Evolving technologies will enable electric and gas companies to install metering equipment for residential accounts that would require prepayment for service deliver - in other words (for example) the customer buys $100.00 worth of electricity in advance of using the power. The meter is updated with this purchase, and it becomes kind of like a parking meter - when the "purchased energy" is used up, the meter expires, and the power goes off. The consumer is notified before this happens, though, and the consumer can then go out and buy more "energy credits" to "recharge" the meter.
What are the implications of this technology? Will it evolve along the lines of credit card providers - in other words, if a customer is habitually late with paying their power bill, will the cost of energy be increased to that consumer? (If you're late with your credit card payments, most credit card companies increase the interest rate you're paying on the card.) What about winter shutoff moratoriums that are typically imposed on energy delivery companies? How will that issue be dealt with in a "prepay" environment?
Basically, it seems to me that there are some social implications of this technology that need to be worked out before large scale implementations.
-- Rick Cowles (email@example.com), September 27, 1999
Rick, Didn't I read somewhere that England has this prepay thing already? Do you know how it works for them?
-- Debbie Higgins (firstname.lastname@example.org), February 02, 2000.
This is being done in England and I seem to remember a Y2K-related snafu that left many without electricity for a while.
I have a problem with pre-paying for anything. How many other products do we pre-pay for. Aside for insurance (they still get us with co-pays), I can't think of any.
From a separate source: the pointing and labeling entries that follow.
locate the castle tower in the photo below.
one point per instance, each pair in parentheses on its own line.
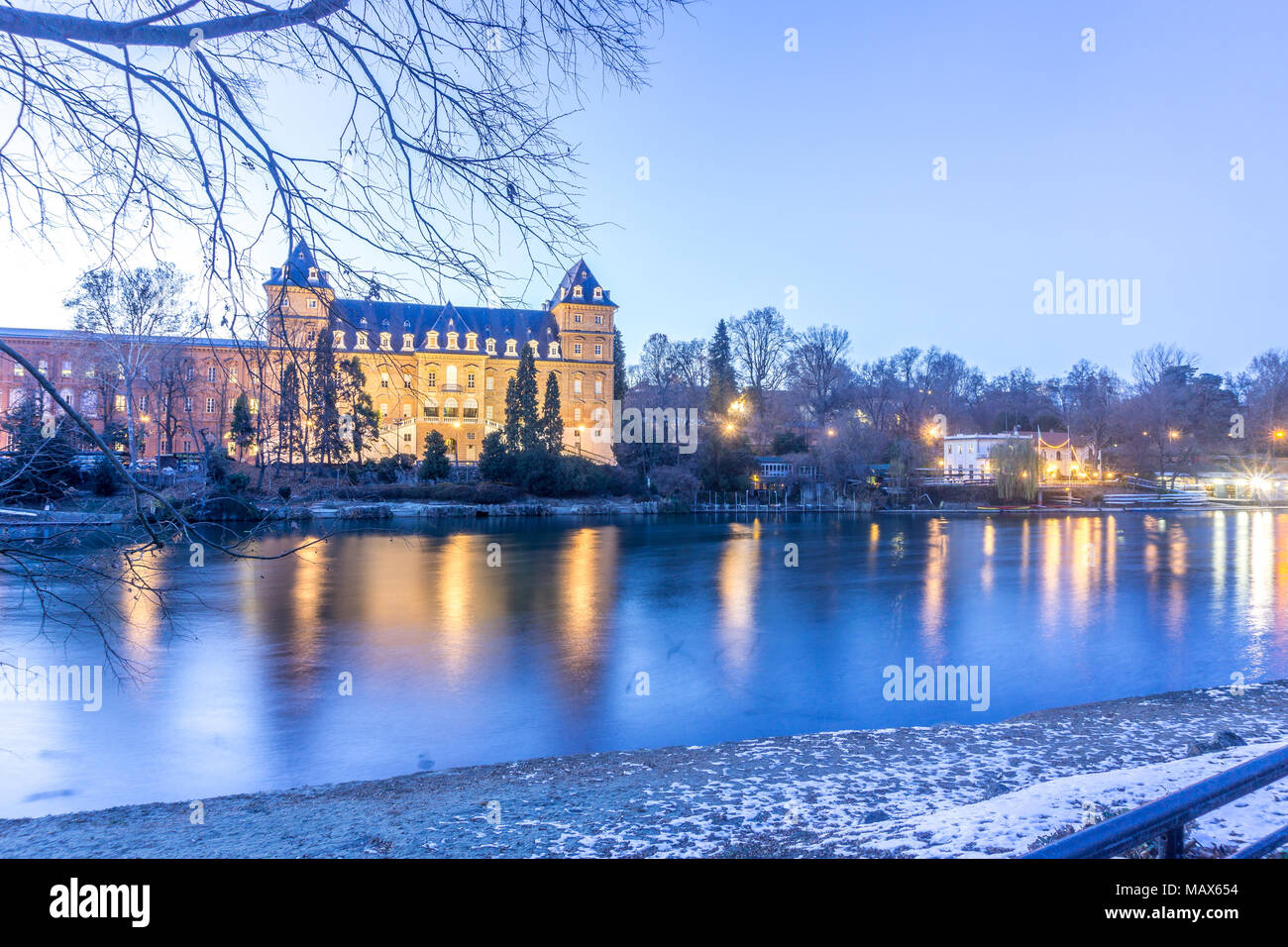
(584,313)
(299,299)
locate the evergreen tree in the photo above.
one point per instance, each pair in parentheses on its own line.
(325,401)
(362,411)
(552,423)
(618,367)
(37,466)
(522,425)
(494,463)
(243,424)
(288,414)
(436,466)
(722,386)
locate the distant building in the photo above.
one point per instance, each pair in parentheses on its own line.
(426,367)
(1060,458)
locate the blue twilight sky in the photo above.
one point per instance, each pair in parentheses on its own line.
(812,169)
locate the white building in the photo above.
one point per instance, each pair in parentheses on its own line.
(1060,459)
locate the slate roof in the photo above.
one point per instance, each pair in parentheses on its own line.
(580,274)
(419,318)
(295,270)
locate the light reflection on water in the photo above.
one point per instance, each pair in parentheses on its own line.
(456,663)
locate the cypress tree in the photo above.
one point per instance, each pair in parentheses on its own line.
(552,424)
(722,386)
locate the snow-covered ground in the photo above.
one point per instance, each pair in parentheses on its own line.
(930,791)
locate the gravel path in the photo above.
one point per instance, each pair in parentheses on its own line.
(825,793)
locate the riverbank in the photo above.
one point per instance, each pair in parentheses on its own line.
(926,791)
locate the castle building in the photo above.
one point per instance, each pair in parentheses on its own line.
(425,367)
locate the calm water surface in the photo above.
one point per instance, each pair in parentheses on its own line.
(455,663)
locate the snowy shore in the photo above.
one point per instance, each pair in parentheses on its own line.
(934,791)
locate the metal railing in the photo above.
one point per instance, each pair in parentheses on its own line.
(1166,817)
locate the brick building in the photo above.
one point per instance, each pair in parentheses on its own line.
(425,367)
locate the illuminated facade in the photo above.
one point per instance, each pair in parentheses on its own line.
(426,368)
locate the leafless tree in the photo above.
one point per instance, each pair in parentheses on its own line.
(760,342)
(138,318)
(433,145)
(816,367)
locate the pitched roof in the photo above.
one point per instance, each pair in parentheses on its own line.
(419,318)
(580,274)
(300,269)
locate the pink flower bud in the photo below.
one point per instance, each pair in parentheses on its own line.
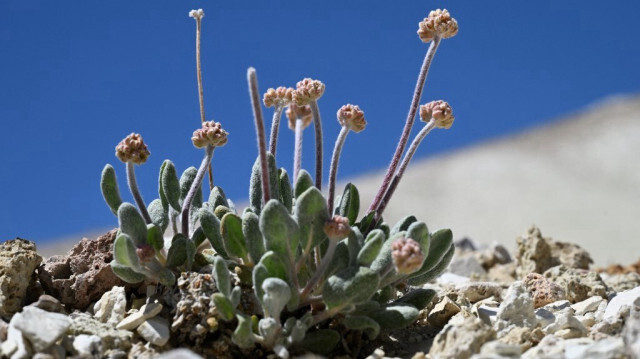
(407,255)
(211,133)
(132,149)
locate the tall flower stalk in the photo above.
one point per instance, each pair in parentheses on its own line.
(307,92)
(252,79)
(351,118)
(435,114)
(198,15)
(133,151)
(438,25)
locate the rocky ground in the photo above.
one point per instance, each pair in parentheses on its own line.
(543,301)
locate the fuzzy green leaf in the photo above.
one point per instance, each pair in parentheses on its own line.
(243,335)
(198,237)
(218,198)
(276,295)
(435,271)
(280,230)
(211,227)
(419,232)
(439,244)
(371,248)
(395,316)
(286,195)
(171,185)
(223,306)
(124,251)
(352,285)
(311,213)
(131,223)
(234,242)
(125,273)
(320,341)
(403,224)
(161,194)
(360,322)
(253,236)
(186,180)
(154,237)
(303,183)
(349,203)
(384,261)
(159,214)
(177,254)
(109,187)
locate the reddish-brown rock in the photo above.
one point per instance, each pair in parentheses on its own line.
(83,275)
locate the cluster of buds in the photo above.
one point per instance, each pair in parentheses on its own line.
(352,117)
(407,255)
(307,90)
(438,23)
(279,97)
(132,149)
(196,14)
(211,133)
(295,112)
(440,111)
(337,228)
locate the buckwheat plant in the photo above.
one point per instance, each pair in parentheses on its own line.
(315,266)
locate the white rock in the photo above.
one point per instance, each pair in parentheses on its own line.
(566,326)
(466,266)
(544,317)
(155,331)
(587,305)
(487,313)
(39,327)
(147,311)
(89,346)
(516,310)
(451,278)
(112,306)
(181,353)
(16,347)
(623,299)
(556,306)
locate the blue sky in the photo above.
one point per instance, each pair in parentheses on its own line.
(75,78)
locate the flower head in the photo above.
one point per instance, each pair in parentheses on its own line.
(307,90)
(407,255)
(352,117)
(278,97)
(295,112)
(211,133)
(438,110)
(438,23)
(337,228)
(196,14)
(132,149)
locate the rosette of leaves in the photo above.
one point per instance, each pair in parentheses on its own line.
(295,267)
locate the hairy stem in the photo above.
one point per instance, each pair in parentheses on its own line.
(275,126)
(133,187)
(317,124)
(195,186)
(404,138)
(403,166)
(252,78)
(333,170)
(200,87)
(297,154)
(326,260)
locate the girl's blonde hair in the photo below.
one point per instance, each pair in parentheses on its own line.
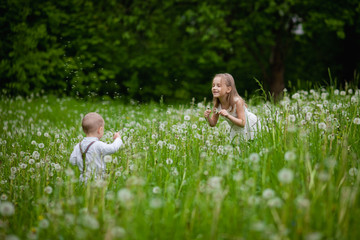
(229,82)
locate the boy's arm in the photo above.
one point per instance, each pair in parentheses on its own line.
(73,156)
(107,149)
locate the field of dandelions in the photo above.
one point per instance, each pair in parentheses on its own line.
(178,178)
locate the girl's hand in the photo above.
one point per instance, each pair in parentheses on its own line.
(207,113)
(224,113)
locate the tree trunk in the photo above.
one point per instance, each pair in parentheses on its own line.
(277,69)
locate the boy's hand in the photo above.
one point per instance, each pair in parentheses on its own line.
(116,135)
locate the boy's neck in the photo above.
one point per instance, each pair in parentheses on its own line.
(92,135)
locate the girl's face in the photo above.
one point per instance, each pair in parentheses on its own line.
(219,88)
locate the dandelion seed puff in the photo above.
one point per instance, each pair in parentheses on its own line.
(285,175)
(7,209)
(107,159)
(169,161)
(290,156)
(254,158)
(124,195)
(118,232)
(356,121)
(268,193)
(322,125)
(48,190)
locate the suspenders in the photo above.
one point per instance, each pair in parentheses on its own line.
(83,154)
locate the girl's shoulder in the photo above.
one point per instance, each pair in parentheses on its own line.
(239,100)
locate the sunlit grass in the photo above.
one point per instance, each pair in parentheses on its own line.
(178,178)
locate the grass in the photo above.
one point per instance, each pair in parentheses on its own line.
(178,178)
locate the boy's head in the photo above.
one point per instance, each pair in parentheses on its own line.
(93,125)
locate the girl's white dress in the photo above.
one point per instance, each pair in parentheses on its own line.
(252,124)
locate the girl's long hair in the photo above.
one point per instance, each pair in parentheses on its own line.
(229,82)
You pay for what you use/get after the fact. Also, when you pre-pay, you lose the benefit of having that money for other uses, such as investments. If the electric companies go this route, it should be mandated that they return any savings from a cheaper cost of doing business to those who are subsidizing it - the bill payers.
-- Ted Markow (email@example.com), February 15, 2000.
You're right (both of you) - prepay technology is already in place in the U.K. And yes, there were some problems with the technology during Y2k remediation. The technology remains in place, though. I also had an interesting conversation with a gentleman who had been working on contract with a South African power producer / provider, and they are starting to work with the technology also. Domestically here in the U.S., Motorola recently conducted a pilot study with SRP in Arizona, wiring some of SRP's customers to a prepayment meter.
The bottom line is, and particularly in light of the need for incumbent power companies to cut costs and increase collection rates, I have no doubt that the technnology will be deployed here in the U.S. on a wide scale within the next 10 years. There will be some token political resistance at first, but it will happen.